Patients' perceptions of joint teleconsultations: a qualitative evaluation
MetadataShow full item record
This item's downloads: 0 (view details)
Harrison, Robert; MacFarlane, Anne; Murray, Elizabeth; Wallace, Paul (2006). Patients' perceptions of joint teleconsultations: a qualitative evaluation. Health Expectations 9 (1), 81-90
To determine patient perceptions of joint teleconsultations (JTC), with particular reference to reasons underlying, and factors contributing to, patient satisfaction and dissatisfaction with this mode of health delivery. Telemedicine has been welcomed as one way of improving health-care delivery, by improving patient access to secondary care and specialist services hence widening patient choice, particularly for patients outside major conurbations. However, a recent systematic review found currently available data on patient satisfaction with telemedicine to be methodologically flawed. Qualitative evaluations offer the opportunity to elucidate the details of patient satisfaction with this mode of health-care delivery. Qualitative study using semi-structured interviews. Purposive sample of 28 participants of a major randomized controlled trial (Virtual Outreach study) of JTC conducted in one urban and one rural area in Britain.

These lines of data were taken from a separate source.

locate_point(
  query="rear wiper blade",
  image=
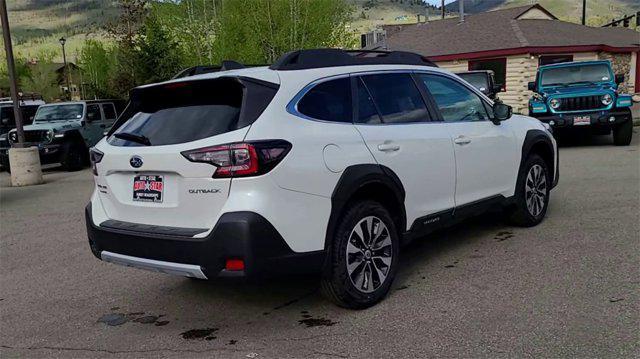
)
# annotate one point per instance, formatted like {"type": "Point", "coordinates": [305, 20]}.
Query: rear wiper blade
{"type": "Point", "coordinates": [133, 137]}
{"type": "Point", "coordinates": [555, 84]}
{"type": "Point", "coordinates": [583, 82]}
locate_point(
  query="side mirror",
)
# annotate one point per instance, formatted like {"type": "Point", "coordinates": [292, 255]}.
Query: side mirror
{"type": "Point", "coordinates": [501, 112]}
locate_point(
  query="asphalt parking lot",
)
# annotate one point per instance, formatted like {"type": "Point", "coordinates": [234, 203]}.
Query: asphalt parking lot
{"type": "Point", "coordinates": [569, 287]}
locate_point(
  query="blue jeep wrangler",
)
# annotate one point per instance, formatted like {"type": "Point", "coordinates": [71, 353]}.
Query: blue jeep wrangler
{"type": "Point", "coordinates": [582, 95]}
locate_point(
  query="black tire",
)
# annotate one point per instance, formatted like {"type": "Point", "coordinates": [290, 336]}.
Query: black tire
{"type": "Point", "coordinates": [337, 285]}
{"type": "Point", "coordinates": [5, 164]}
{"type": "Point", "coordinates": [622, 133]}
{"type": "Point", "coordinates": [73, 156]}
{"type": "Point", "coordinates": [527, 214]}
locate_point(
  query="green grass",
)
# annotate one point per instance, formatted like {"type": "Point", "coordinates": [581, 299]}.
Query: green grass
{"type": "Point", "coordinates": [38, 24]}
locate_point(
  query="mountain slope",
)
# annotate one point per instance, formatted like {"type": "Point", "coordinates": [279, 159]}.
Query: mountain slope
{"type": "Point", "coordinates": [598, 11]}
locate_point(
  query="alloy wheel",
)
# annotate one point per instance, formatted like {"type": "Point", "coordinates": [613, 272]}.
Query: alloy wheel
{"type": "Point", "coordinates": [369, 254]}
{"type": "Point", "coordinates": [535, 190]}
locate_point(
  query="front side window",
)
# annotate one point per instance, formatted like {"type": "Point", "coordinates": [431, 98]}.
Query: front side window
{"type": "Point", "coordinates": [328, 101]}
{"type": "Point", "coordinates": [456, 102]}
{"type": "Point", "coordinates": [109, 111]}
{"type": "Point", "coordinates": [479, 80]}
{"type": "Point", "coordinates": [93, 113]}
{"type": "Point", "coordinates": [498, 66]}
{"type": "Point", "coordinates": [59, 113]}
{"type": "Point", "coordinates": [397, 98]}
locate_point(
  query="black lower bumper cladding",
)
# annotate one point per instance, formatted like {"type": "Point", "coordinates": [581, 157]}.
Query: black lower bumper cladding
{"type": "Point", "coordinates": [237, 235]}
{"type": "Point", "coordinates": [599, 118]}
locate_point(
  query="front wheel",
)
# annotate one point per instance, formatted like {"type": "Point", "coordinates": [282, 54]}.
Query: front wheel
{"type": "Point", "coordinates": [622, 133]}
{"type": "Point", "coordinates": [532, 193]}
{"type": "Point", "coordinates": [364, 257]}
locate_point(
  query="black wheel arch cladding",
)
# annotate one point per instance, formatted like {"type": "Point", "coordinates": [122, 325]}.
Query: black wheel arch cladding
{"type": "Point", "coordinates": [538, 141]}
{"type": "Point", "coordinates": [356, 178]}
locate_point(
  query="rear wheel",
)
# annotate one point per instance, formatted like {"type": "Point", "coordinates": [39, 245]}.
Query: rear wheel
{"type": "Point", "coordinates": [622, 133]}
{"type": "Point", "coordinates": [364, 257]}
{"type": "Point", "coordinates": [73, 156]}
{"type": "Point", "coordinates": [532, 193]}
{"type": "Point", "coordinates": [4, 161]}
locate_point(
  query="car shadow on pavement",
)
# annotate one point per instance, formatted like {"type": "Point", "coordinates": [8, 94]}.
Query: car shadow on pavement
{"type": "Point", "coordinates": [585, 138]}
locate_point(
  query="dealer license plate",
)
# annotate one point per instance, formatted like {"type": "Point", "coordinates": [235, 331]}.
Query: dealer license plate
{"type": "Point", "coordinates": [148, 188]}
{"type": "Point", "coordinates": [581, 120]}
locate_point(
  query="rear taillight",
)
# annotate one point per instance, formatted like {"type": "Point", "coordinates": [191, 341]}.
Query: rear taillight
{"type": "Point", "coordinates": [241, 159]}
{"type": "Point", "coordinates": [95, 157]}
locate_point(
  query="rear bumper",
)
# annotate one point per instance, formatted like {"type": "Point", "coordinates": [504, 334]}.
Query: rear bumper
{"type": "Point", "coordinates": [598, 118]}
{"type": "Point", "coordinates": [237, 235]}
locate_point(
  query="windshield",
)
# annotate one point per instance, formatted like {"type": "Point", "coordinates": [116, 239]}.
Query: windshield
{"type": "Point", "coordinates": [59, 113]}
{"type": "Point", "coordinates": [478, 80]}
{"type": "Point", "coordinates": [575, 75]}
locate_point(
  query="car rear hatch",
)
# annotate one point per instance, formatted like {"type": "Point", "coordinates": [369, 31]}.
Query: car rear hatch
{"type": "Point", "coordinates": [143, 176]}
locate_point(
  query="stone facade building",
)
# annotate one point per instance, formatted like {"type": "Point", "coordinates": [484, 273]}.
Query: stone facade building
{"type": "Point", "coordinates": [513, 43]}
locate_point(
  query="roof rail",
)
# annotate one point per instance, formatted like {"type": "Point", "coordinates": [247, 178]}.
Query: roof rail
{"type": "Point", "coordinates": [318, 58]}
{"type": "Point", "coordinates": [205, 69]}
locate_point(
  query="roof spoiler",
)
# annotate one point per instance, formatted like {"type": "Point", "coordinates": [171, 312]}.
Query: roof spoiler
{"type": "Point", "coordinates": [318, 58]}
{"type": "Point", "coordinates": [205, 69]}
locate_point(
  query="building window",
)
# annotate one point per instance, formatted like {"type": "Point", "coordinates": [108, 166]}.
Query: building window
{"type": "Point", "coordinates": [498, 66]}
{"type": "Point", "coordinates": [554, 59]}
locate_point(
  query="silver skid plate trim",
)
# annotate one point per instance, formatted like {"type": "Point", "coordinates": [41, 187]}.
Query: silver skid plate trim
{"type": "Point", "coordinates": [185, 270]}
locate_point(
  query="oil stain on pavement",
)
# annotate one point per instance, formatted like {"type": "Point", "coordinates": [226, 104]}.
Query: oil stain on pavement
{"type": "Point", "coordinates": [503, 236]}
{"type": "Point", "coordinates": [199, 334]}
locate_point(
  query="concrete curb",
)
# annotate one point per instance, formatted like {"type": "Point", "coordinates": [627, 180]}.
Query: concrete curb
{"type": "Point", "coordinates": [25, 166]}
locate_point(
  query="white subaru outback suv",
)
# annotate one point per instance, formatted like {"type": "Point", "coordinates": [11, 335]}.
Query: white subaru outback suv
{"type": "Point", "coordinates": [324, 162]}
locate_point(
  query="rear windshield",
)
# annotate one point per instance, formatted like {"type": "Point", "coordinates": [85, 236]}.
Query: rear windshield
{"type": "Point", "coordinates": [189, 111]}
{"type": "Point", "coordinates": [59, 113]}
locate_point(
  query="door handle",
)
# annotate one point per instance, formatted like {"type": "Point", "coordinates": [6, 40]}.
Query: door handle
{"type": "Point", "coordinates": [388, 147]}
{"type": "Point", "coordinates": [461, 140]}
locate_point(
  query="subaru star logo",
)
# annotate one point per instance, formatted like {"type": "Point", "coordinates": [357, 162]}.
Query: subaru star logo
{"type": "Point", "coordinates": [136, 161]}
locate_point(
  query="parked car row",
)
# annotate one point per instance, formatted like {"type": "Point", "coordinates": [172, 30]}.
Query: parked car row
{"type": "Point", "coordinates": [323, 162]}
{"type": "Point", "coordinates": [64, 131]}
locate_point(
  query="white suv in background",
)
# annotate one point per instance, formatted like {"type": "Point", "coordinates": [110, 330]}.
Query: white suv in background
{"type": "Point", "coordinates": [324, 162]}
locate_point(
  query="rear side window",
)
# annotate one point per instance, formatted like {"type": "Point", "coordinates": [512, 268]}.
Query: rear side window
{"type": "Point", "coordinates": [328, 101]}
{"type": "Point", "coordinates": [397, 98]}
{"type": "Point", "coordinates": [189, 111]}
{"type": "Point", "coordinates": [367, 112]}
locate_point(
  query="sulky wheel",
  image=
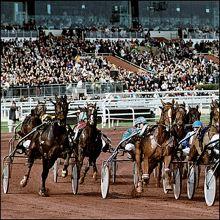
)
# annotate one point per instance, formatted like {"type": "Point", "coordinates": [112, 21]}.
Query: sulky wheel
{"type": "Point", "coordinates": [114, 167]}
{"type": "Point", "coordinates": [163, 180]}
{"type": "Point", "coordinates": [210, 187]}
{"type": "Point", "coordinates": [135, 176]}
{"type": "Point", "coordinates": [105, 180]}
{"type": "Point", "coordinates": [75, 179]}
{"type": "Point", "coordinates": [177, 184]}
{"type": "Point", "coordinates": [55, 170]}
{"type": "Point", "coordinates": [191, 181]}
{"type": "Point", "coordinates": [5, 177]}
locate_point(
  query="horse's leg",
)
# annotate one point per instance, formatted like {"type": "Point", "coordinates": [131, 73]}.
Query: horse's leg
{"type": "Point", "coordinates": [65, 165]}
{"type": "Point", "coordinates": [80, 159]}
{"type": "Point", "coordinates": [139, 168]}
{"type": "Point", "coordinates": [167, 176]}
{"type": "Point", "coordinates": [159, 173]}
{"type": "Point", "coordinates": [47, 164]}
{"type": "Point", "coordinates": [145, 175]}
{"type": "Point", "coordinates": [95, 170]}
{"type": "Point", "coordinates": [86, 169]}
{"type": "Point", "coordinates": [30, 163]}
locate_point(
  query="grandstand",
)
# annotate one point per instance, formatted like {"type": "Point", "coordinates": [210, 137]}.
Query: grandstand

Joint teleconferenced consultations with the patient, patient's general practitioner (GP), and a hospital specialist. The patient and GP were sited in the local practice, while the hospital specialist was in the hospital outpatient department, and the two parties were connected by an ISDN2 link and video-conferencing software. Patient experiences of JTC, with particular reference to reasons underlying, and factors contributing to, overall satisfaction or dissatisfaction. Two major themes were identified: customer care and doctor-patient interaction. Patients appreciated the customer care aspects of JTC, particularly the enhanced convenience, reduced costs and improved punctuality associated with JTC. However, there were divergent views about the doctor-patient interactions with some patients expressing a sense of alienation arising from the use of technology, and problems with doctor-patient communication. These data add significantly to the existing literature on patient satisfaction with telemedicine, by elucidating the factors underlying overall satisfaction scores and hence have implications for future service delivery and implementation of telemedicine.